In recent years, the company has also branched out, opening a series of chocolate shops based on pre-war tradition.

==Lotte ownership==
In March 2010 Kraft Foods Inc acquired Cadbury plc. The European Commission insisted that Wedel be sold in order for the takeover to go ahead as a combined Kraft/Cadbury-Wedel would have too large a share of the Polish confectionery market. To satisfy this demand Wedel was sold to Lotte of South Korea in June 2010. This was Lotte's first investment in Europe although they are the 3rd largest chewing gum maker in the world and a large player in the Asian confectionery market. Kraft Foods have kept the rights to the Cadbury, Halls, and other brands along with two plants manufacturing Cadbury products in Skarbimierz-Osiedle.

==Popular products==
- Ptasie mleczko – Chocolate covered marshmallows.
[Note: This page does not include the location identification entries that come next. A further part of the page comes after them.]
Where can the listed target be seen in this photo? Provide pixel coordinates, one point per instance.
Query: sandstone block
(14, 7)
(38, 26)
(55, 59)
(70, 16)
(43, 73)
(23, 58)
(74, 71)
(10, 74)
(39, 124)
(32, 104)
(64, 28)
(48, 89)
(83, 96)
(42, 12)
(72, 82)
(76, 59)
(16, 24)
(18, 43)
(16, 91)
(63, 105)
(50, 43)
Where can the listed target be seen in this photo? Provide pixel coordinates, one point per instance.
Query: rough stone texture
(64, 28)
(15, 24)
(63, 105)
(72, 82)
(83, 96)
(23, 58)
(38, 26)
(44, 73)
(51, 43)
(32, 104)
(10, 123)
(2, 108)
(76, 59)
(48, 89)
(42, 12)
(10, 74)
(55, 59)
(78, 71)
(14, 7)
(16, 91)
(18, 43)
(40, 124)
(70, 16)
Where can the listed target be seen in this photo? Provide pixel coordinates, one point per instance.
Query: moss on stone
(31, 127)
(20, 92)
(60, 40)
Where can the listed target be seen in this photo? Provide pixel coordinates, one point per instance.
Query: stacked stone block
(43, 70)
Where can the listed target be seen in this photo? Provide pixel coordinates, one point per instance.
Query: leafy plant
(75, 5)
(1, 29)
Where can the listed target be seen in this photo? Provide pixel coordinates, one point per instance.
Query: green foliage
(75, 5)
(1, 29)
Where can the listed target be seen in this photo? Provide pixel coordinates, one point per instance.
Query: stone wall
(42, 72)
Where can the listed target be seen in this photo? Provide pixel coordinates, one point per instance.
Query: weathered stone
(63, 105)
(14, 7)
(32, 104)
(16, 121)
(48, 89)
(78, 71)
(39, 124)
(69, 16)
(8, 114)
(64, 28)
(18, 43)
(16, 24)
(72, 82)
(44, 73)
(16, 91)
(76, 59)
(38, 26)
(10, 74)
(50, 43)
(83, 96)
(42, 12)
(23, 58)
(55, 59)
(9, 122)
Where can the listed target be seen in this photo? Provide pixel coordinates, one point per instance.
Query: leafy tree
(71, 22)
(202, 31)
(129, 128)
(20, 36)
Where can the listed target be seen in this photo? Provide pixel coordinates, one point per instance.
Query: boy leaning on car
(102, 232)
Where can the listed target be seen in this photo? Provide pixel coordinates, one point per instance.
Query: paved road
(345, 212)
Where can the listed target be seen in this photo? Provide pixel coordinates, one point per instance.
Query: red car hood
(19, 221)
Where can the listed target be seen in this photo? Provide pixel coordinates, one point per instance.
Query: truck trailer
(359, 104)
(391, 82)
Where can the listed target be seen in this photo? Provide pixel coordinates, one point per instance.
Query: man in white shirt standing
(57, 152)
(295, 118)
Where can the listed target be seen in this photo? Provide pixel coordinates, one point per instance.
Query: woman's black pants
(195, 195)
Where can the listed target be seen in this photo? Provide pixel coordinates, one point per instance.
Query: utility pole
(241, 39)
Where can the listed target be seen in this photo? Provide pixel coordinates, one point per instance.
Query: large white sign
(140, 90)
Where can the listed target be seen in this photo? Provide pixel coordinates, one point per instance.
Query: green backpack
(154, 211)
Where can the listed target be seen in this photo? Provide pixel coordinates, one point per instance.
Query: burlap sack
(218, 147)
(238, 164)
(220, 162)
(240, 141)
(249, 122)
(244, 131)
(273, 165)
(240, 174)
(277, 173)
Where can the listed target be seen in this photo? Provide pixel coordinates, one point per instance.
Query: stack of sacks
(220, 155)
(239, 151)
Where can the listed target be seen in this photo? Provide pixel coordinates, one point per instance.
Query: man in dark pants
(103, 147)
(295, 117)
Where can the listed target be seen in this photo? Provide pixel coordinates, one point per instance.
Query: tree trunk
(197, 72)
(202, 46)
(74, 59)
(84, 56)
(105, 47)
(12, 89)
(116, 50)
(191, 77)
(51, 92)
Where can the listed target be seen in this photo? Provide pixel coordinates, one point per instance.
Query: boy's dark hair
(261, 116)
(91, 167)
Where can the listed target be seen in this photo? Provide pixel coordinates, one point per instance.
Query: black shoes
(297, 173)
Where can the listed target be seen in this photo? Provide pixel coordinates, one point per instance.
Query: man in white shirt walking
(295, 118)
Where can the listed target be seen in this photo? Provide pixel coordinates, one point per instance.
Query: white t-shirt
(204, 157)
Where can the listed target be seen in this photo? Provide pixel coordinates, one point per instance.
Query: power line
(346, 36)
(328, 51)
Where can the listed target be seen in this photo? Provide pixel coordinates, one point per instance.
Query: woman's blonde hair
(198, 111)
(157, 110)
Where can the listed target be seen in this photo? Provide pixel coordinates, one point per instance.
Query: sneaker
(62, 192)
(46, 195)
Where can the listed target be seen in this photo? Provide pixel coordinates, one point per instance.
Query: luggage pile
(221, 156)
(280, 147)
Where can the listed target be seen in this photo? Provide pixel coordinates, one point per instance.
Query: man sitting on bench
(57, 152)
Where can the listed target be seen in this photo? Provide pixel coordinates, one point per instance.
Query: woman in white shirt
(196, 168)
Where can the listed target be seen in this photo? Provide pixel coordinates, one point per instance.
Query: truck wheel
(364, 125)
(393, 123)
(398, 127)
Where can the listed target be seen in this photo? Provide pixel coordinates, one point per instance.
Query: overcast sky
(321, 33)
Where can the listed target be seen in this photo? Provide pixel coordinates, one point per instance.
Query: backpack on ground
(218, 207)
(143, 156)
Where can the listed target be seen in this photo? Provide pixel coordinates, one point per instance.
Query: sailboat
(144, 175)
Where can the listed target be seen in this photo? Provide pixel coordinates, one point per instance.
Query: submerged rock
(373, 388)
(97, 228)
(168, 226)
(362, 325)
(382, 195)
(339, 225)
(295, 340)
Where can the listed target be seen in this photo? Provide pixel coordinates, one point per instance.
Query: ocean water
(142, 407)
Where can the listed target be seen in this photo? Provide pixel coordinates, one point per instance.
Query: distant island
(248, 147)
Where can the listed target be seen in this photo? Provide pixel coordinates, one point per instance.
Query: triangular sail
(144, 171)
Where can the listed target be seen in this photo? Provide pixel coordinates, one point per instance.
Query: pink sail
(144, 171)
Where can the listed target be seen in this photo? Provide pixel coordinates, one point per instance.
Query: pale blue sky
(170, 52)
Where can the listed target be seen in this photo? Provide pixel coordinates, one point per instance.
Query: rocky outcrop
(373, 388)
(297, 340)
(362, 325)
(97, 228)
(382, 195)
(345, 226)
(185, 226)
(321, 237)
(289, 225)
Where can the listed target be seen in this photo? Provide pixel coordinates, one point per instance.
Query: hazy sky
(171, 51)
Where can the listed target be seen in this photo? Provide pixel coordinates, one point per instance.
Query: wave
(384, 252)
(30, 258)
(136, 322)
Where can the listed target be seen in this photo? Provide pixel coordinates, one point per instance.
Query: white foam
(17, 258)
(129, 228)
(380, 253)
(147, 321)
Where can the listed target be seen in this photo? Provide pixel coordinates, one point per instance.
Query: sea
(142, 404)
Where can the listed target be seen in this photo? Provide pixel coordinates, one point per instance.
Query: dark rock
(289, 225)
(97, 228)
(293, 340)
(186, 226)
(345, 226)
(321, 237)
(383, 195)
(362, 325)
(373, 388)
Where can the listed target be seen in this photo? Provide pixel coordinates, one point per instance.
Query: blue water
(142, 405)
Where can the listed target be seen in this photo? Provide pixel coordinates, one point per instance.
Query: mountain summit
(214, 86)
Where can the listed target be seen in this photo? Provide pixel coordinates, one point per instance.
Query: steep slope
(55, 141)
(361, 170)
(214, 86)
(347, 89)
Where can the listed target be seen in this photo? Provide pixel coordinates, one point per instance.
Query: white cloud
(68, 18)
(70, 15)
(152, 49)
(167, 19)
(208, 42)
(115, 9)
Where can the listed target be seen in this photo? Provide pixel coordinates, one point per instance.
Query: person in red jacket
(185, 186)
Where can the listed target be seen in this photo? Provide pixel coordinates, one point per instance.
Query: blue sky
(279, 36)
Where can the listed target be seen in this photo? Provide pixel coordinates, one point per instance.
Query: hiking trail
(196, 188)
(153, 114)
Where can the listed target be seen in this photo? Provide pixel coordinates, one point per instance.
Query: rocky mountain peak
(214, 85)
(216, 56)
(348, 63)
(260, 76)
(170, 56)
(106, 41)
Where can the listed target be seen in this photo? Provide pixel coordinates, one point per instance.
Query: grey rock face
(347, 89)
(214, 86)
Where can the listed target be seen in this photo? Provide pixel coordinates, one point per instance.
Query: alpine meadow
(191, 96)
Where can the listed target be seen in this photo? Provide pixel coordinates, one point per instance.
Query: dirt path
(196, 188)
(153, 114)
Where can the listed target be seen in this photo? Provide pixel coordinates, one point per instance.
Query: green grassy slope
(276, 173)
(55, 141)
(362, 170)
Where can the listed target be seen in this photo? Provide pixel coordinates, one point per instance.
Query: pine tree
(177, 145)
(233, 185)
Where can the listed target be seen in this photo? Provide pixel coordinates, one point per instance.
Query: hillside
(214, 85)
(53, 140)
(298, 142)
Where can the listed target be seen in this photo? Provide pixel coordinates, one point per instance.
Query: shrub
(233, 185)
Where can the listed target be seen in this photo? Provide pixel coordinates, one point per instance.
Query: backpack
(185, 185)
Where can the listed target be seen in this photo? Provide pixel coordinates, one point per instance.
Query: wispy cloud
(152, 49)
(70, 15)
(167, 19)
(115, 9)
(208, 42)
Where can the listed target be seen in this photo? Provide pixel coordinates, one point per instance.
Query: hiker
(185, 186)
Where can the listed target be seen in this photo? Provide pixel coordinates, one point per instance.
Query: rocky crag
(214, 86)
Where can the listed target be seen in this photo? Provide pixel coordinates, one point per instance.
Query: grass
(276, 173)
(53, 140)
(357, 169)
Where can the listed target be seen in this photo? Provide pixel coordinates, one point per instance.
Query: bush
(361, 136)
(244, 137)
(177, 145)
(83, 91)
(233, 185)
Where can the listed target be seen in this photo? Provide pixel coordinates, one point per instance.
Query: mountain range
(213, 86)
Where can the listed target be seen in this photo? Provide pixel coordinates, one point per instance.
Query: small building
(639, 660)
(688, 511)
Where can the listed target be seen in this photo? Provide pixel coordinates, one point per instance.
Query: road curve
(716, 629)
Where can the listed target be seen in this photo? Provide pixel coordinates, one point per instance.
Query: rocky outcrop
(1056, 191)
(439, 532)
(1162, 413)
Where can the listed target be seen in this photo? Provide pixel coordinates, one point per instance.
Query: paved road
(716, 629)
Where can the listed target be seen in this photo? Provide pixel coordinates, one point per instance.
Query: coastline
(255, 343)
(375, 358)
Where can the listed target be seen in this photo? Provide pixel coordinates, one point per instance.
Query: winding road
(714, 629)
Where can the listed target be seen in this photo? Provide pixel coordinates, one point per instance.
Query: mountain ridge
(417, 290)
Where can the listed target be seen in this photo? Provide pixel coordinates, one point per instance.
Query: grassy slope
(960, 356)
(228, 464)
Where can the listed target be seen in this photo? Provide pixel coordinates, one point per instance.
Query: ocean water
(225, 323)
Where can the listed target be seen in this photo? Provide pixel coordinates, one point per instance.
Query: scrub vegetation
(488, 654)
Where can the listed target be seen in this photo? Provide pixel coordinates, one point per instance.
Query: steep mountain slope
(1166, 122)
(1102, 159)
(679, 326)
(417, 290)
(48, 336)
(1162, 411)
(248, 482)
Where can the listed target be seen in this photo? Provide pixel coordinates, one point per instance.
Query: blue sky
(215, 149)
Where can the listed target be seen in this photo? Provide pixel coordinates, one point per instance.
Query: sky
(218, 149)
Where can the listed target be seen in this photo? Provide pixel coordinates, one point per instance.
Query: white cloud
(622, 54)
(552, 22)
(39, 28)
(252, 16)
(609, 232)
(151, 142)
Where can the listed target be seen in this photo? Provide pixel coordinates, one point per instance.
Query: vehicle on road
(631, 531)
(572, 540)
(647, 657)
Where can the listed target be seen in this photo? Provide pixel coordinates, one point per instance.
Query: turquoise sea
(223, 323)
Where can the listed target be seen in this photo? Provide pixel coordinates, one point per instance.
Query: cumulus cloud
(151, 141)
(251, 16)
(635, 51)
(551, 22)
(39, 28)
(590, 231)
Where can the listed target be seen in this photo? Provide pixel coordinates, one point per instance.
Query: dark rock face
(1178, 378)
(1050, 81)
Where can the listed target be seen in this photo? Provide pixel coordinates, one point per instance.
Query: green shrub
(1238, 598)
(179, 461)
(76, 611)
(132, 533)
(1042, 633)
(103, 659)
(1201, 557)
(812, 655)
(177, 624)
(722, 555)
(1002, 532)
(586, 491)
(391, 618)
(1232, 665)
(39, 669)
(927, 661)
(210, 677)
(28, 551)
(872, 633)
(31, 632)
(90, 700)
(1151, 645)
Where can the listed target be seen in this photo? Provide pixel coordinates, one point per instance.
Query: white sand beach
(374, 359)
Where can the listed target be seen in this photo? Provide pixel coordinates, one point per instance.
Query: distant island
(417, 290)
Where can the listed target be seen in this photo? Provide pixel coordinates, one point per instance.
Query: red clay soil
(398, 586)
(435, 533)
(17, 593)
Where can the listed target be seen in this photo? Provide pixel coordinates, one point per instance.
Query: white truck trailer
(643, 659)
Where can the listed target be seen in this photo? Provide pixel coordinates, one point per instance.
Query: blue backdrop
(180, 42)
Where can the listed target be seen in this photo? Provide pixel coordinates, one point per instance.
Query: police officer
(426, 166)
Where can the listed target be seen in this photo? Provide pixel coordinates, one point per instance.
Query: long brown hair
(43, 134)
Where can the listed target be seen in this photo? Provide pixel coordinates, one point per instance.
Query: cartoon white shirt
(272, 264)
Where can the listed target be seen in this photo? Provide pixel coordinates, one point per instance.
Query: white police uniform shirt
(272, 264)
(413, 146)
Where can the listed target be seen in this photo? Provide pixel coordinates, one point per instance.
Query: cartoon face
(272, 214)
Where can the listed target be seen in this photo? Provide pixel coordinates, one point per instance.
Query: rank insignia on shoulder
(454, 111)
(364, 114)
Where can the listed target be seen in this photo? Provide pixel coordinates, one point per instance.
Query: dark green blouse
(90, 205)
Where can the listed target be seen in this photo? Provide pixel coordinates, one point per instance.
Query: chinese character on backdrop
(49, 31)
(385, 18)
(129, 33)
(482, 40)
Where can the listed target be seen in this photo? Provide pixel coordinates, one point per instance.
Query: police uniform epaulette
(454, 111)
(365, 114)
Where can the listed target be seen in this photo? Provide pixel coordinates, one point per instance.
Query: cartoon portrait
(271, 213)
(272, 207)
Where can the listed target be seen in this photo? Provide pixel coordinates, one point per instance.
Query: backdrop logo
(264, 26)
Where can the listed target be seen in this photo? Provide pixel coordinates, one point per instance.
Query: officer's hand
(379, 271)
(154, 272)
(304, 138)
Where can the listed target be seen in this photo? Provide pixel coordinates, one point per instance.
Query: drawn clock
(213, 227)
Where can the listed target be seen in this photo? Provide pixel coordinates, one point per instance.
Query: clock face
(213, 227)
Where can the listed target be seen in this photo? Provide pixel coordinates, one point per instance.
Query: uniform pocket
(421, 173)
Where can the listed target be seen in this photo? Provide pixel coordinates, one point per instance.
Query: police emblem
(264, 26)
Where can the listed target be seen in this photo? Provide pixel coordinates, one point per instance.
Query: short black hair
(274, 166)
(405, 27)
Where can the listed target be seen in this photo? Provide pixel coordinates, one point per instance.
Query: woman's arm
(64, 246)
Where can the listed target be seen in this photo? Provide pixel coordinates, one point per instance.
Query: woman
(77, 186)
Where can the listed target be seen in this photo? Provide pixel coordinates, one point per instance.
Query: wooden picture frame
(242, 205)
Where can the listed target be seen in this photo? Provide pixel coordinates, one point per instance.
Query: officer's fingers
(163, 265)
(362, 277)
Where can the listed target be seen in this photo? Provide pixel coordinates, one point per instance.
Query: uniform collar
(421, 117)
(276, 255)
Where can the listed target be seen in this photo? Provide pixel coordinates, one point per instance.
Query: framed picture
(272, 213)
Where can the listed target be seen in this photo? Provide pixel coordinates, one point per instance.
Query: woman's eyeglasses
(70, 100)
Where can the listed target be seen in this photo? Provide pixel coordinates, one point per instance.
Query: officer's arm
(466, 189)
- Mieszanka Wedlowska – Assorted chocolate covered candy with a variety of fillings.
- Torcik Wedlowski – A large, circular, chocolate covered wafer with hand-made decorations.
- Pawełek – A chocolate bar with a flavored filling that contains a small amount of alcohol.
- Krówka – Individually wrapped milky cream fudge candy.
- Delicje Szampańskie – Circular cookies with sponge base and a jam centre, covered with chocolate (also known as Jaffa cakes).